How to deal with/silence this strict concurrency warning?

davidbaraff · April 18, 2024, 2:19pm

// in my library code:
extension Util {
    static public var enableRemoteDebugging = false

    static public func remoteDebug(msg: String) {
        guard enableRemoteDebugging else { return }
        ...
    }
}

// In my main program, in some code that runs very early in the program's life cycle:
     Util.enableRemoteDebugging = true

Ok, I'm going to get warnings about mutating and accessing global state, obviously it's unsafe.

In actual practice, the state will only be mutated from its default at most once, early in the program's lifetime before I would have started tasks.
Is there any way to formalize (1) given our current language constructs so that it's not just "trust me, it'll be ok, I won't do bad things."
If the answer to 2 is "nope", what's the easiest way to tell the compiler not to warn me? I don't want to isolate this to an actor or lock, because I do want to allow remoteDebug() to be called from any Task and why pay the price for forcing a hop to some particular actor or grabbing a lock, simply to satisfy the compiler?

johnfairh · April 18, 2024, 2:25pm

nonisolated(unsafe) - this article is a decent overview of the issue

(edit: re-reading your Q2 above maybe you already know this and are asking for something safer; leaving this post anyway)

nkbelov · April 18, 2024, 3:09pm

You probably want ~~something like Rust's sync::Once container (maybe there's a library that implements an analogue for Swift)~~ (edit: this is precisely the behaviour of static let), or, if your value is Sendable, a generally viable solution that avoids actor hops, locks etc., while also allowing you to mutate the variable more than once is using atomics — particularly atomically swapping pointers to boxed values.

Very strictly speaking, the problem with such code is not only in ensuring that you're mutating the value once (this really shouldn't be an issue especially in the case that your value is a Bool), but that there's, in the general case, no way to ensure that the code which depends on this "happens-before" relationship actually observes your flag being set before it runs.

Joe_Groff · April 18, 2024, 3:10pm

I can't think of a good way to model this situation in the general case, aside from using nonisolated(unsafe), though you could at least use access control to the setter to limit where the mutation occurs like

static public private(set) nonisolated(unsafe) var enableRemoteDebugging = false

so that only code in the same declaration has write access to the variable.

If the initialization is simple enough, and doesn't have time constraints on when or what context it can occur in, you could take advantage of lazy one-initialization of the global and move the initialization into the global directly:

static public nonisolated let enableRemoteDebugging = isRemoteDebuggingEnabled()

which will ensure that the value is only computed once and that the variable is otherwise immutable.

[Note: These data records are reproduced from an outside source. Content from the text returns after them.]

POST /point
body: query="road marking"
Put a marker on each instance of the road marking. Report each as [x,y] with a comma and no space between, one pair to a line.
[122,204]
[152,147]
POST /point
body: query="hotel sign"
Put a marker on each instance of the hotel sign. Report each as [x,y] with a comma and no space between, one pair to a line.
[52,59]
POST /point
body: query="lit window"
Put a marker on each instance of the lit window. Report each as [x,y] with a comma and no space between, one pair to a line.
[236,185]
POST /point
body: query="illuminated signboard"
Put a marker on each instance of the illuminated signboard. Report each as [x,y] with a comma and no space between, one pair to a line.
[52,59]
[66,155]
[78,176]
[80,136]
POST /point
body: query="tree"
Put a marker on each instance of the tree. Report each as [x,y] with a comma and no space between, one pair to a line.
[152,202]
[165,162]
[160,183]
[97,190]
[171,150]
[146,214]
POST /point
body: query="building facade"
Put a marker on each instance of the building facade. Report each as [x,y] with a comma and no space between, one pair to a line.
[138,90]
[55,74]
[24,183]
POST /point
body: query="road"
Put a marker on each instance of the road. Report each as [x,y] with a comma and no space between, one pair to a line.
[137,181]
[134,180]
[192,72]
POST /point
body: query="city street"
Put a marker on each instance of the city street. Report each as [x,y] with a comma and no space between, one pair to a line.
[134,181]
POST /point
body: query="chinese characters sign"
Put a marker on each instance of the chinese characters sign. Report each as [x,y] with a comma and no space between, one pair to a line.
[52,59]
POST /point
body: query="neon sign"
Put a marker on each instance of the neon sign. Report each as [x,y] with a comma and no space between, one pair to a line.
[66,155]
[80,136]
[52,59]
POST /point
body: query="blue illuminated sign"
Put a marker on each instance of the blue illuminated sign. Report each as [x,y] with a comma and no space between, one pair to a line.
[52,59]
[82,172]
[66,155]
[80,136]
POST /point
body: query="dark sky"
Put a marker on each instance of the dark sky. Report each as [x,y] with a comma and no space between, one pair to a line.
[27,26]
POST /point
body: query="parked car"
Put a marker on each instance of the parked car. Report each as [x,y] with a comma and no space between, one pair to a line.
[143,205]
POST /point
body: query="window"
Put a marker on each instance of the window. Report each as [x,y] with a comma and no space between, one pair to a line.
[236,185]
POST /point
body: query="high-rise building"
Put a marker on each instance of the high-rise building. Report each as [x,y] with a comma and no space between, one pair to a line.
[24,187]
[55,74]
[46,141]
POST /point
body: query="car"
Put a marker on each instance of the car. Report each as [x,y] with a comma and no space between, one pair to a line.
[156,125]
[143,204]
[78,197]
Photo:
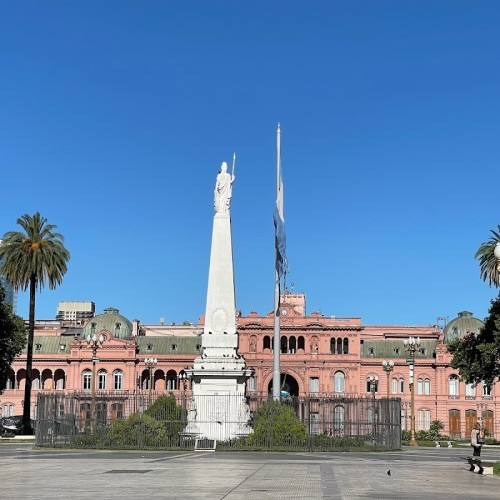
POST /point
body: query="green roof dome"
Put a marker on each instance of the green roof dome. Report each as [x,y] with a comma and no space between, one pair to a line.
[461,325]
[111,321]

davidbaraff · April 18, 2024, 3:45pm

Thanks for your suggestions, and the general education on nonisolated(unsafe).

I realized that it can be made entirely safe, without needing to lock in remoteDebug() (which is is likely to be called a lot), by the following pattern:

extension RemoteDebugging {
    static private var enabledDefaultValue = false
    static private var enabledDefaultValueRead = false
    
    static private let enableDebugging = readEnabledDefaultValue()
    
    static public func remoteDebug(msg: String) {
        guard enableDebugging else { return }       // no lock needed here!
        /* code */
    }
    
    // Documentation: Call this function early in your program's life cycle.
    // If it returns false, it has no effect because someone issued a call
    // to remoteDebug() prior to your calling this function.
    static public func enableRemoteDebugging() -> Bool {
        return withSomeLock {
            guard !enabledDefaultValueRead else {
                print("*** DIRE WARNING: YOU CALLED THIS TOO LATE AND IT HAS NO EFFECT NOW!!! ***")
                return false
            }
            enabledDefaultValue = true
            return true
        }
    }

    static private func readEnabledDefaultValue() -> Bool {
        return withSomeLock {
            enabledDefaultValueRead = true
            return enabledDefaultValue
        }
    }
}

While this is silly in the case of remote debugging (it's not so bad to take a lock for each call, given how much code will likely execute), a better example might be some bounds-checking logic, where you cannot afford a lock and just want to look at a global variable. If we ensure that the call to access the default and the call to set the default are locked, and we make use of lazy initialization, we do indeed get a guarantee of lock protection around the mutation, and no lock at runtime when we call our routine a lot.

Edit: um, well, if global initialization is lazy, does that mean that the function remoteDebug() has a lock in it anyway that I can't see?

Joe_Groff · April 18, 2024, 4:01pm

In a sense, though it's one heavily optimized for the one-time initialization use case. It uses dispatch_once under the hood, which does shenanigans to ensure that synchronization only occurs in the case where the initialization hasn't happened yet; once the initialization has completed, the check is just a non-atomic load and comparison against zero before accessing the value.

For a single boolean flag, it might still ultimately be more efficient to use an Atomic<Bool> global once that type is accepted and shipped in a release of the Swift runtime.